К сожалению, сторонники доктрины «новых рубежей» сочли систему СНБ бюрократической и малоэффективной. Один из историков президента Кеннеди писал, что, по мнению президента, такая система препятствовала прямому использованию людей, прекрасно знающих дело, в высших политических сферах. В какой-то степени это верно. Комитет планирования СНБ собирался 2–3 раза в неделю на заседания, которые продолжались по нескольку часов; нескончаемым потоком лились бумажные реки; принять быстрое решение было невозможно; к тому же сами решения – лишь бы не было разногласий – сводились большей частью к наиболее общим оценкам. Однако, на мой взгляд, это был не столько недостаток системы, сколько недостаток руководства. Правительственные советы и управления могут и должны являться эффективным средством решения вопросов, если во главе их стоят способные и решительные руководители.

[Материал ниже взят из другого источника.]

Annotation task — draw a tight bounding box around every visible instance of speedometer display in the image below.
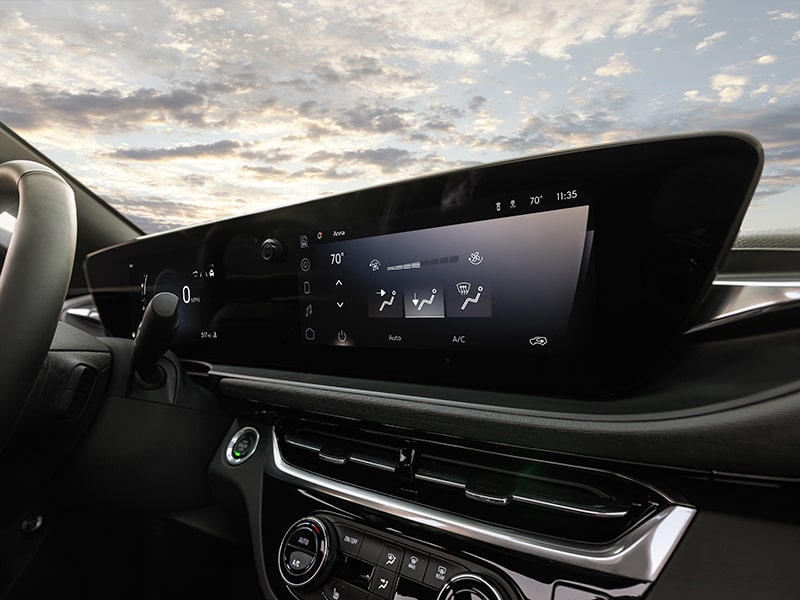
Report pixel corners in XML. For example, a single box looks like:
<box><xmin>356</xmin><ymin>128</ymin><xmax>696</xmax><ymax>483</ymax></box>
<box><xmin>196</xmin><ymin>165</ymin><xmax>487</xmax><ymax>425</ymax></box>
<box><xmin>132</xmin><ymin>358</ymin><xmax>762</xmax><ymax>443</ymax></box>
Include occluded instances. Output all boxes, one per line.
<box><xmin>130</xmin><ymin>248</ymin><xmax>219</xmax><ymax>342</ymax></box>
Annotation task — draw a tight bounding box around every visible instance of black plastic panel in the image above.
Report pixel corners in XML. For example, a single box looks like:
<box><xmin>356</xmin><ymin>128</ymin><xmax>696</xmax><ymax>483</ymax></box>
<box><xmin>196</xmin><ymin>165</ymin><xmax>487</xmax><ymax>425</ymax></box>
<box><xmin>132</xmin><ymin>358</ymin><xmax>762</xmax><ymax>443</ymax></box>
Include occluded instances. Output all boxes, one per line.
<box><xmin>647</xmin><ymin>512</ymin><xmax>800</xmax><ymax>599</ymax></box>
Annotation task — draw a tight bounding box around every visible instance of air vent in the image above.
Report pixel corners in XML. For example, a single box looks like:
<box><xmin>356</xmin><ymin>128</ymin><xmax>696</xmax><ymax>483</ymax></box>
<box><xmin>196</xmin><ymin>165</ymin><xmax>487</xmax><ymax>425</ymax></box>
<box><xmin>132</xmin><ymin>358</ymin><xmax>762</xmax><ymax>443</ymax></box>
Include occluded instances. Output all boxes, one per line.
<box><xmin>275</xmin><ymin>419</ymin><xmax>666</xmax><ymax>545</ymax></box>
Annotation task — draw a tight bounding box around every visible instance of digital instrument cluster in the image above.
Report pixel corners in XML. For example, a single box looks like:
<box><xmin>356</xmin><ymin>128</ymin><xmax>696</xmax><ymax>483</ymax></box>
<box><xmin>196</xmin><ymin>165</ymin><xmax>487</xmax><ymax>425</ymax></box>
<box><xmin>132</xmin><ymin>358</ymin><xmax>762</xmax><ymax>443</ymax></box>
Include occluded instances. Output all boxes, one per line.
<box><xmin>129</xmin><ymin>247</ymin><xmax>219</xmax><ymax>342</ymax></box>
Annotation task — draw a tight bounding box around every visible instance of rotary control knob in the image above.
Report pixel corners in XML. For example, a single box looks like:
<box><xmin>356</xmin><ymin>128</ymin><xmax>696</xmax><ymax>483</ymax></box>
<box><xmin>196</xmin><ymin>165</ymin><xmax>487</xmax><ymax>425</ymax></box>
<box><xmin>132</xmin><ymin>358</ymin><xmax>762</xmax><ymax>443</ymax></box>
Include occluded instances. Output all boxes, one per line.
<box><xmin>279</xmin><ymin>516</ymin><xmax>337</xmax><ymax>589</ymax></box>
<box><xmin>436</xmin><ymin>574</ymin><xmax>507</xmax><ymax>600</ymax></box>
<box><xmin>261</xmin><ymin>238</ymin><xmax>285</xmax><ymax>262</ymax></box>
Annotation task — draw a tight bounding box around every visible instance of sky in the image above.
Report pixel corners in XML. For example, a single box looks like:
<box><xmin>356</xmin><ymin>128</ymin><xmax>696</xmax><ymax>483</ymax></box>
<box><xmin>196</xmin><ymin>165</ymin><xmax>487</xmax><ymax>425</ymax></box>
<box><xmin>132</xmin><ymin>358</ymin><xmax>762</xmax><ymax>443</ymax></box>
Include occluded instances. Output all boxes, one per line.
<box><xmin>0</xmin><ymin>0</ymin><xmax>798</xmax><ymax>233</ymax></box>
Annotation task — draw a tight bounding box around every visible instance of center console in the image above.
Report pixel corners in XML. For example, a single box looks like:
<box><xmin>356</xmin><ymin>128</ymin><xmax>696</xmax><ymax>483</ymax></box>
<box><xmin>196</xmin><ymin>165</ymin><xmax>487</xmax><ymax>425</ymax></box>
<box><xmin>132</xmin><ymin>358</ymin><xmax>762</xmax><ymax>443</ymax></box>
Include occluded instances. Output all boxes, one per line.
<box><xmin>212</xmin><ymin>417</ymin><xmax>694</xmax><ymax>600</ymax></box>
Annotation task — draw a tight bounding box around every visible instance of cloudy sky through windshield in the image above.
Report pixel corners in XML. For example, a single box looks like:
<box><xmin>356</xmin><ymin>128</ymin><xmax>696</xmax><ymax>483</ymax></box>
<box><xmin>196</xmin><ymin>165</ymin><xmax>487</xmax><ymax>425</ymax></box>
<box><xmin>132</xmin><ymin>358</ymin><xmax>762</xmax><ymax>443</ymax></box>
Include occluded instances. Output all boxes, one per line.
<box><xmin>1</xmin><ymin>0</ymin><xmax>798</xmax><ymax>232</ymax></box>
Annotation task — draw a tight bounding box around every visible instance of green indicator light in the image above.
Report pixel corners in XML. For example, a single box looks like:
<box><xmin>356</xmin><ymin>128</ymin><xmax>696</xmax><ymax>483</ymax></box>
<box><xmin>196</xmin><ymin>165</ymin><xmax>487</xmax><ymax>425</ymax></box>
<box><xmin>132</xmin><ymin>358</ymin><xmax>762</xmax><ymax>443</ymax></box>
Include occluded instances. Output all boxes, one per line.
<box><xmin>234</xmin><ymin>450</ymin><xmax>242</xmax><ymax>457</ymax></box>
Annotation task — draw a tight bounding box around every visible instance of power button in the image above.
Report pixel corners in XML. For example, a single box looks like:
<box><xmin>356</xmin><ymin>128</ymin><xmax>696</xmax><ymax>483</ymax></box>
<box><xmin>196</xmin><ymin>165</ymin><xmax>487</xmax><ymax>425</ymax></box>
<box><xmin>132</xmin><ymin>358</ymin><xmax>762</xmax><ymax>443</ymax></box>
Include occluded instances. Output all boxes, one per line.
<box><xmin>225</xmin><ymin>427</ymin><xmax>260</xmax><ymax>465</ymax></box>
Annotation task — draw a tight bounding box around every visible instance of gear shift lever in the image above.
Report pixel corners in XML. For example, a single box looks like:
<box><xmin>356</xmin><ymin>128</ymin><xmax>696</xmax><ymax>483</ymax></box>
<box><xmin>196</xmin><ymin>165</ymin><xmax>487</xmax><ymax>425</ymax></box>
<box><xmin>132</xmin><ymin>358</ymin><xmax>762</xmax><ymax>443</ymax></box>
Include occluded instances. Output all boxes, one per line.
<box><xmin>132</xmin><ymin>292</ymin><xmax>180</xmax><ymax>387</ymax></box>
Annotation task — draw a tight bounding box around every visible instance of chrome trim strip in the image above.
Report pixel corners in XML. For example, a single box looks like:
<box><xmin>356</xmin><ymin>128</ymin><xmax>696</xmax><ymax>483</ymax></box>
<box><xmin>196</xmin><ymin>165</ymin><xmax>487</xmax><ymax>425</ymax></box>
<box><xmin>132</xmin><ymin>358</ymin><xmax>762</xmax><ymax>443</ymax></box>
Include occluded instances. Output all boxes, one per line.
<box><xmin>267</xmin><ymin>429</ymin><xmax>694</xmax><ymax>581</ymax></box>
<box><xmin>713</xmin><ymin>280</ymin><xmax>800</xmax><ymax>287</ymax></box>
<box><xmin>512</xmin><ymin>491</ymin><xmax>629</xmax><ymax>519</ymax></box>
<box><xmin>465</xmin><ymin>489</ymin><xmax>511</xmax><ymax>506</ymax></box>
<box><xmin>285</xmin><ymin>435</ymin><xmax>323</xmax><ymax>453</ymax></box>
<box><xmin>415</xmin><ymin>471</ymin><xmax>467</xmax><ymax>489</ymax></box>
<box><xmin>349</xmin><ymin>454</ymin><xmax>397</xmax><ymax>473</ymax></box>
<box><xmin>690</xmin><ymin>283</ymin><xmax>800</xmax><ymax>332</ymax></box>
<box><xmin>319</xmin><ymin>452</ymin><xmax>347</xmax><ymax>466</ymax></box>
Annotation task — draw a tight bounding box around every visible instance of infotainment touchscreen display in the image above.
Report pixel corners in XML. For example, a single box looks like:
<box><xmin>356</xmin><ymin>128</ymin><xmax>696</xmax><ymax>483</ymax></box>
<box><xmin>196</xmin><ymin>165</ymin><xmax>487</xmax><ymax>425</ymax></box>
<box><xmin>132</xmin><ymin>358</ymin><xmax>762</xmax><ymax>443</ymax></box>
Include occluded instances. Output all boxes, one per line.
<box><xmin>298</xmin><ymin>194</ymin><xmax>592</xmax><ymax>355</ymax></box>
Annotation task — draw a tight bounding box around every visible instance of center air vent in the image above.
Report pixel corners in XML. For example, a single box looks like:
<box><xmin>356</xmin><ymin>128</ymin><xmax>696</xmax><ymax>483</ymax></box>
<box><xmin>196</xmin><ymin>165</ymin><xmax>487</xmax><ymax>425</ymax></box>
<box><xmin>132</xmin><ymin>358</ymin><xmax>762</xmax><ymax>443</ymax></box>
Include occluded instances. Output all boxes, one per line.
<box><xmin>274</xmin><ymin>419</ymin><xmax>666</xmax><ymax>545</ymax></box>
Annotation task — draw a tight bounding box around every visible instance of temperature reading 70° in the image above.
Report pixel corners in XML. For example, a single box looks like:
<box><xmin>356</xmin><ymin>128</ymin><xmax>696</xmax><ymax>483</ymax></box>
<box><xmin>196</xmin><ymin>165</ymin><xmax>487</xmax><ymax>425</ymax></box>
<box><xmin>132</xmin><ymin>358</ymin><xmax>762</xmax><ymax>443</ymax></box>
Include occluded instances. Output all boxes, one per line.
<box><xmin>330</xmin><ymin>252</ymin><xmax>345</xmax><ymax>265</ymax></box>
<box><xmin>530</xmin><ymin>195</ymin><xmax>542</xmax><ymax>205</ymax></box>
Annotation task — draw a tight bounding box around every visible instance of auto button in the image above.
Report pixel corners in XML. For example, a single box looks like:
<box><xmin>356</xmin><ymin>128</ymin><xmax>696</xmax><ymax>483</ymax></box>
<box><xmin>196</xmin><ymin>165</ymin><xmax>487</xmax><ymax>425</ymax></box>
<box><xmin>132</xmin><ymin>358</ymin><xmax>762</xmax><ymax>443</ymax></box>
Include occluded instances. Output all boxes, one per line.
<box><xmin>287</xmin><ymin>526</ymin><xmax>320</xmax><ymax>555</ymax></box>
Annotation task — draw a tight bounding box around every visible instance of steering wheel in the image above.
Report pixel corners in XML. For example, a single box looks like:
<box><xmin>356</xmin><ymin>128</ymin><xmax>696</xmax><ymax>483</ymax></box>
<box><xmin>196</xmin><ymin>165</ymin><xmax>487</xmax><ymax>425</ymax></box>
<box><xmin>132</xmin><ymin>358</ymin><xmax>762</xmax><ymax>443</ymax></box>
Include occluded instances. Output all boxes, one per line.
<box><xmin>0</xmin><ymin>160</ymin><xmax>76</xmax><ymax>449</ymax></box>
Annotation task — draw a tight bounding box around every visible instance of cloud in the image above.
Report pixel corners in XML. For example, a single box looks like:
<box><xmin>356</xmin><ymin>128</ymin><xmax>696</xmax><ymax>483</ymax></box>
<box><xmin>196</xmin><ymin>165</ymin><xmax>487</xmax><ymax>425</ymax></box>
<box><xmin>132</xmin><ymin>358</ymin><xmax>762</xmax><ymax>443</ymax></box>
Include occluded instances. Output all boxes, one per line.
<box><xmin>469</xmin><ymin>96</ymin><xmax>488</xmax><ymax>112</ymax></box>
<box><xmin>110</xmin><ymin>139</ymin><xmax>244</xmax><ymax>160</ymax></box>
<box><xmin>242</xmin><ymin>165</ymin><xmax>361</xmax><ymax>181</ymax></box>
<box><xmin>335</xmin><ymin>104</ymin><xmax>410</xmax><ymax>133</ymax></box>
<box><xmin>298</xmin><ymin>100</ymin><xmax>319</xmax><ymax>116</ymax></box>
<box><xmin>101</xmin><ymin>193</ymin><xmax>223</xmax><ymax>233</ymax></box>
<box><xmin>711</xmin><ymin>73</ymin><xmax>749</xmax><ymax>103</ymax></box>
<box><xmin>683</xmin><ymin>90</ymin><xmax>713</xmax><ymax>103</ymax></box>
<box><xmin>313</xmin><ymin>0</ymin><xmax>702</xmax><ymax>61</ymax></box>
<box><xmin>342</xmin><ymin>55</ymin><xmax>384</xmax><ymax>78</ymax></box>
<box><xmin>182</xmin><ymin>174</ymin><xmax>212</xmax><ymax>187</ymax></box>
<box><xmin>594</xmin><ymin>53</ymin><xmax>636</xmax><ymax>77</ymax></box>
<box><xmin>768</xmin><ymin>10</ymin><xmax>800</xmax><ymax>20</ymax></box>
<box><xmin>307</xmin><ymin>147</ymin><xmax>416</xmax><ymax>173</ymax></box>
<box><xmin>695</xmin><ymin>31</ymin><xmax>727</xmax><ymax>52</ymax></box>
<box><xmin>0</xmin><ymin>84</ymin><xmax>211</xmax><ymax>131</ymax></box>
<box><xmin>757</xmin><ymin>54</ymin><xmax>778</xmax><ymax>65</ymax></box>
<box><xmin>239</xmin><ymin>147</ymin><xmax>297</xmax><ymax>163</ymax></box>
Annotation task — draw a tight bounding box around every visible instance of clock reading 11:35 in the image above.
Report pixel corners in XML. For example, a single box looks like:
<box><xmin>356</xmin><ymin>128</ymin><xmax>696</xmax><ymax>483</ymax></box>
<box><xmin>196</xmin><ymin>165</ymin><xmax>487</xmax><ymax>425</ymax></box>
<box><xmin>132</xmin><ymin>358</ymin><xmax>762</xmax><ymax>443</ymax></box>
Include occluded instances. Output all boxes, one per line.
<box><xmin>556</xmin><ymin>189</ymin><xmax>579</xmax><ymax>201</ymax></box>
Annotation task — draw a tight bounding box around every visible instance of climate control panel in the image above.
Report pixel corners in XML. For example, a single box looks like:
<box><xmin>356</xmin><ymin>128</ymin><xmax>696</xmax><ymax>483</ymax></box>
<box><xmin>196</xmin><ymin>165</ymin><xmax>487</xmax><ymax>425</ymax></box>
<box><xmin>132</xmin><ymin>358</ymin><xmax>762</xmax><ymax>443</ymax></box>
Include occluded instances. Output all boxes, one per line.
<box><xmin>279</xmin><ymin>517</ymin><xmax>336</xmax><ymax>588</ymax></box>
<box><xmin>277</xmin><ymin>514</ymin><xmax>509</xmax><ymax>600</ymax></box>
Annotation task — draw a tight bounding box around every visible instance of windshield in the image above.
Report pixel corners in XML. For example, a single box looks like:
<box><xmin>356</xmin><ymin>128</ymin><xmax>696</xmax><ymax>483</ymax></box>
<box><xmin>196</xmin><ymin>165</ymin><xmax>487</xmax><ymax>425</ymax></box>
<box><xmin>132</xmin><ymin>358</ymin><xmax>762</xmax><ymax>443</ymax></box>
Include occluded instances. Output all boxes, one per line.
<box><xmin>1</xmin><ymin>1</ymin><xmax>798</xmax><ymax>234</ymax></box>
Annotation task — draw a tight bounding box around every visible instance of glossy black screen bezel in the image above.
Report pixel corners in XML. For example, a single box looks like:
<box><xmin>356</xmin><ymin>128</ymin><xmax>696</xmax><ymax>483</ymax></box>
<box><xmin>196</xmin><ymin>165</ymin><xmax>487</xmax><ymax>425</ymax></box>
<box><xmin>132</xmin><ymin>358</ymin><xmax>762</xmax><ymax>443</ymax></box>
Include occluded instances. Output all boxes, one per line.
<box><xmin>86</xmin><ymin>133</ymin><xmax>763</xmax><ymax>396</ymax></box>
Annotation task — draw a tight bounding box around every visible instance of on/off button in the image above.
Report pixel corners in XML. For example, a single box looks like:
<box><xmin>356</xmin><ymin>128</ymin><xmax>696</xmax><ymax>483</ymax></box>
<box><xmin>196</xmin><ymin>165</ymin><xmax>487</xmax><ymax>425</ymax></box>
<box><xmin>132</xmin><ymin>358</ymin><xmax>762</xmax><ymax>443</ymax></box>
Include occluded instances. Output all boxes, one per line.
<box><xmin>337</xmin><ymin>526</ymin><xmax>364</xmax><ymax>555</ymax></box>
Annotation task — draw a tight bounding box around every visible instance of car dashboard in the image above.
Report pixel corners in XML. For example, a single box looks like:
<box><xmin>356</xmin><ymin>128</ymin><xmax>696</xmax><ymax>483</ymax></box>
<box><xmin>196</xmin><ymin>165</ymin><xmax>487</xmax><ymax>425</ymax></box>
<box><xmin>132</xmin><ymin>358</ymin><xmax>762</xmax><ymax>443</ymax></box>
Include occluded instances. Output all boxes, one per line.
<box><xmin>55</xmin><ymin>132</ymin><xmax>800</xmax><ymax>599</ymax></box>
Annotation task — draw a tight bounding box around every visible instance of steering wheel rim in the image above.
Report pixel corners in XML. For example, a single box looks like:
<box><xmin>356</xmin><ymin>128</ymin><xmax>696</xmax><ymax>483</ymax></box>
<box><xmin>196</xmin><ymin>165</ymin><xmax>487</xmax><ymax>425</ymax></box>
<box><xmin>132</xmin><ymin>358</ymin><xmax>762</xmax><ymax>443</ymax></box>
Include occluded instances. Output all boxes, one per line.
<box><xmin>0</xmin><ymin>160</ymin><xmax>76</xmax><ymax>448</ymax></box>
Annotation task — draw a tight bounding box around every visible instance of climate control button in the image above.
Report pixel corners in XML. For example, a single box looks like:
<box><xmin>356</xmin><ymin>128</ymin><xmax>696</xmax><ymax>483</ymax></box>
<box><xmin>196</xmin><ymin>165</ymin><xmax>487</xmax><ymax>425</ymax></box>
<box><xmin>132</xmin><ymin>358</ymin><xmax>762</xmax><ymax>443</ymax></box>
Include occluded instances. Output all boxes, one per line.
<box><xmin>424</xmin><ymin>558</ymin><xmax>465</xmax><ymax>589</ymax></box>
<box><xmin>287</xmin><ymin>527</ymin><xmax>320</xmax><ymax>555</ymax></box>
<box><xmin>288</xmin><ymin>550</ymin><xmax>316</xmax><ymax>574</ymax></box>
<box><xmin>279</xmin><ymin>516</ymin><xmax>337</xmax><ymax>589</ymax></box>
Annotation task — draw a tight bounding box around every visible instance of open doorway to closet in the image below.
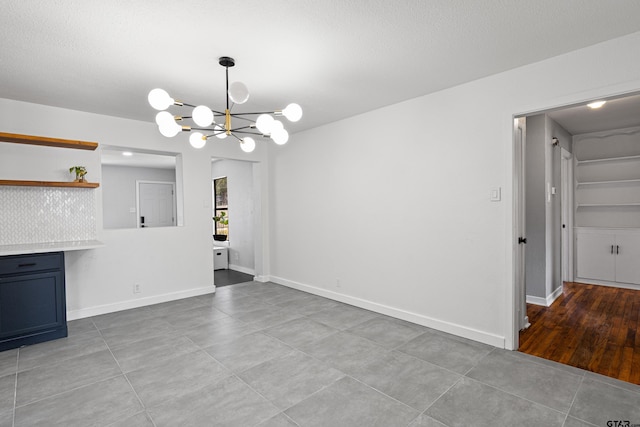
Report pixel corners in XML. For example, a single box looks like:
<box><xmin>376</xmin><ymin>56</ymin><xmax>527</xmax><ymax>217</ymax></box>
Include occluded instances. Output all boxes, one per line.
<box><xmin>515</xmin><ymin>92</ymin><xmax>640</xmax><ymax>385</ymax></box>
<box><xmin>211</xmin><ymin>158</ymin><xmax>260</xmax><ymax>287</ymax></box>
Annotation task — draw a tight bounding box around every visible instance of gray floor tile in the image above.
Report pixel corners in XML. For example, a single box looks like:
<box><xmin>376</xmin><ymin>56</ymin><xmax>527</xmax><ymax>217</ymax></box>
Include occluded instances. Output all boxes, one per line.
<box><xmin>569</xmin><ymin>377</ymin><xmax>640</xmax><ymax>426</ymax></box>
<box><xmin>145</xmin><ymin>296</ymin><xmax>209</xmax><ymax>317</ymax></box>
<box><xmin>408</xmin><ymin>414</ymin><xmax>448</xmax><ymax>427</ymax></box>
<box><xmin>256</xmin><ymin>413</ymin><xmax>300</xmax><ymax>427</ymax></box>
<box><xmin>512</xmin><ymin>351</ymin><xmax>587</xmax><ymax>377</ymax></box>
<box><xmin>231</xmin><ymin>307</ymin><xmax>303</xmax><ymax>329</ymax></box>
<box><xmin>350</xmin><ymin>350</ymin><xmax>460</xmax><ymax>411</ymax></box>
<box><xmin>466</xmin><ymin>349</ymin><xmax>582</xmax><ymax>412</ymax></box>
<box><xmin>214</xmin><ymin>295</ymin><xmax>273</xmax><ymax>315</ymax></box>
<box><xmin>99</xmin><ymin>318</ymin><xmax>176</xmax><ymax>348</ymax></box>
<box><xmin>66</xmin><ymin>318</ymin><xmax>98</xmax><ymax>336</ymax></box>
<box><xmin>14</xmin><ymin>375</ymin><xmax>142</xmax><ymax>427</ymax></box>
<box><xmin>182</xmin><ymin>316</ymin><xmax>261</xmax><ymax>348</ymax></box>
<box><xmin>148</xmin><ymin>375</ymin><xmax>279</xmax><ymax>427</ymax></box>
<box><xmin>397</xmin><ymin>329</ymin><xmax>493</xmax><ymax>374</ymax></box>
<box><xmin>263</xmin><ymin>317</ymin><xmax>338</xmax><ymax>348</ymax></box>
<box><xmin>0</xmin><ymin>410</ymin><xmax>11</xmax><ymax>427</ymax></box>
<box><xmin>346</xmin><ymin>316</ymin><xmax>427</xmax><ymax>349</ymax></box>
<box><xmin>583</xmin><ymin>370</ymin><xmax>640</xmax><ymax>394</ymax></box>
<box><xmin>16</xmin><ymin>349</ymin><xmax>121</xmax><ymax>406</ymax></box>
<box><xmin>239</xmin><ymin>350</ymin><xmax>344</xmax><ymax>409</ymax></box>
<box><xmin>17</xmin><ymin>330</ymin><xmax>107</xmax><ymax>372</ymax></box>
<box><xmin>109</xmin><ymin>333</ymin><xmax>200</xmax><ymax>373</ymax></box>
<box><xmin>0</xmin><ymin>374</ymin><xmax>15</xmax><ymax>414</ymax></box>
<box><xmin>299</xmin><ymin>331</ymin><xmax>389</xmax><ymax>374</ymax></box>
<box><xmin>563</xmin><ymin>417</ymin><xmax>598</xmax><ymax>427</ymax></box>
<box><xmin>159</xmin><ymin>304</ymin><xmax>229</xmax><ymax>329</ymax></box>
<box><xmin>126</xmin><ymin>349</ymin><xmax>230</xmax><ymax>408</ymax></box>
<box><xmin>0</xmin><ymin>349</ymin><xmax>17</xmax><ymax>377</ymax></box>
<box><xmin>106</xmin><ymin>411</ymin><xmax>154</xmax><ymax>427</ymax></box>
<box><xmin>285</xmin><ymin>376</ymin><xmax>419</xmax><ymax>427</ymax></box>
<box><xmin>307</xmin><ymin>305</ymin><xmax>380</xmax><ymax>330</ymax></box>
<box><xmin>91</xmin><ymin>307</ymin><xmax>155</xmax><ymax>330</ymax></box>
<box><xmin>204</xmin><ymin>332</ymin><xmax>292</xmax><ymax>372</ymax></box>
<box><xmin>426</xmin><ymin>377</ymin><xmax>565</xmax><ymax>427</ymax></box>
<box><xmin>277</xmin><ymin>297</ymin><xmax>344</xmax><ymax>316</ymax></box>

Первое, что сделал президент Кеннеди, – 19 февраля 1961 года отдал на слом механизм СНБ. Совет национальной безопасности, как орган, созданный на основании закона, не мог быть упразднен единоличным решением президента, но было достаточно того, что Кеннеди значительно сократил количество заседаний совета; ликвидировал созданный при нем специальный аппарат, почти полностью обновив работающий в СНБ персонал; упразднил Комитет координации операций и Комитет планирования. Хотя изменения требовались, но предпринятые президентом Кеннеди действия оказались чрезмерными.

Президент Кеннеди с А.Даллесом
За отказ от системы СНБ президенту Кеннеди пришлось расплачиваться провалом операции в заливе Кочинос. Он позволил сторонникам ликвидации СНБ подчинить не только себя, но и своих главных советников. Это обстоятельство, а также неоправданные расчеты на то, что операция в заливе Кочинос позволит быстро и без особых затрат решить проблему Кастро и Кубы, привели к катастрофе. Если бы президент потребовал, чтобы обсуждение операции было проведено в рамках системы СНБ с соответствующей подготовительной работой и изучением вопросов, было бы гораздо больше шансов, что ему дадут несравненно более реалистическую оценку перспектив на успех.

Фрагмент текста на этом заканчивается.